A Novel Proteasome Inhibitor (NPI-0052)

NPI-0052 was discovered during the fermentation of Salinospora tropica, a new marine actinomycete. The compound offers significant possibilities in the treatment of many cancers. NPI-0052 is a potent inhibitor of the human 20S proteasome and, in in vitro studies, is more potent and selective than Velcade, the first proteasome inhibitor approved by the FDA. The success of Velcade in the treatment of multiple myeloma provides evidence that proteasome inhibitors can be effective clinically. However, resistance to Velcade and issues of toxicity provide significant opportunities for the development of a second generation proteasome inhibitor.

NPI-0052 is active against multiple myeloma cells that are resistant to Velcade, steroid therapy and thalidomide. The compound has also shown efficacy in animal models of myeloma, colon, pancreatic and lung cancer when administered orally or intravenously and is in Phase I clinical trials.

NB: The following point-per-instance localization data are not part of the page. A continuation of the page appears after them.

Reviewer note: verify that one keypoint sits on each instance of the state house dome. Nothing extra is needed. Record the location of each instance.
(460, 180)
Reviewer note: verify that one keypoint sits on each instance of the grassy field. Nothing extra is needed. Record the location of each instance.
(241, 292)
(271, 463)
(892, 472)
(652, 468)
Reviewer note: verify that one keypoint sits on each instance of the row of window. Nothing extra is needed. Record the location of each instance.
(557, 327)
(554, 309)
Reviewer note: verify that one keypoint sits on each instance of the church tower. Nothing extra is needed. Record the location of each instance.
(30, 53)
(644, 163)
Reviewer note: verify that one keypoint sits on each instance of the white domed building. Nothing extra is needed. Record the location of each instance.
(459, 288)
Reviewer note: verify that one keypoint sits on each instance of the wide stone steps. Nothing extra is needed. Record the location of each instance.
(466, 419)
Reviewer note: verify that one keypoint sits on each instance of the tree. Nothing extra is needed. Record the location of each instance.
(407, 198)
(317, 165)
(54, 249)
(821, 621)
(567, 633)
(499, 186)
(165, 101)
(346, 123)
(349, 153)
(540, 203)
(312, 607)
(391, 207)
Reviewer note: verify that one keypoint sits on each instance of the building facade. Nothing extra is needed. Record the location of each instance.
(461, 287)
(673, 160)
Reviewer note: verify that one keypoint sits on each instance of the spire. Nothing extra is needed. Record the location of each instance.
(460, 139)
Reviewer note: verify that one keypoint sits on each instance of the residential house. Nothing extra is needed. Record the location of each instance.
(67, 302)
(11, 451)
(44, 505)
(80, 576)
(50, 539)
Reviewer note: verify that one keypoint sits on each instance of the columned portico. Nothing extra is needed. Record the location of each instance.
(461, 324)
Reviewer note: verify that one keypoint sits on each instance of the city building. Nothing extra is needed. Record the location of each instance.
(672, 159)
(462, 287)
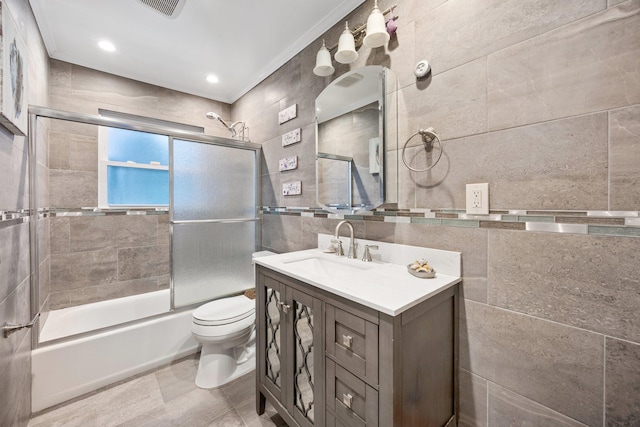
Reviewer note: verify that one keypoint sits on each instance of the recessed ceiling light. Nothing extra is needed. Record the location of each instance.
(106, 45)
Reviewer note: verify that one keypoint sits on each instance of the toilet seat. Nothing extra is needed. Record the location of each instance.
(224, 311)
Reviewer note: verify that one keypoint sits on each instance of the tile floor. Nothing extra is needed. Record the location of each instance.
(166, 397)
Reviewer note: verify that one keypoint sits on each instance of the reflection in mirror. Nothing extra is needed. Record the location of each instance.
(355, 133)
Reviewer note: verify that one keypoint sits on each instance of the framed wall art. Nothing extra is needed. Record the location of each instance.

Nereus' preclinical program for NPI-0052 involved experts in proteasome biology, including Dr. Kenneth Anderson at the Dana Farber Cancer Institute, one of the leading clinicians responsible for the FDA approval of Velcade, and Dr. James Cusack at Massachusetts General Hospital, who described the synergistic activity of proteasome inhibitors with chemotherapy to regulate NF-kB. Additional collaborators are focused on defining the mechanisms that mediate NPI-0052-induced apoptosis in various forms of leukemia.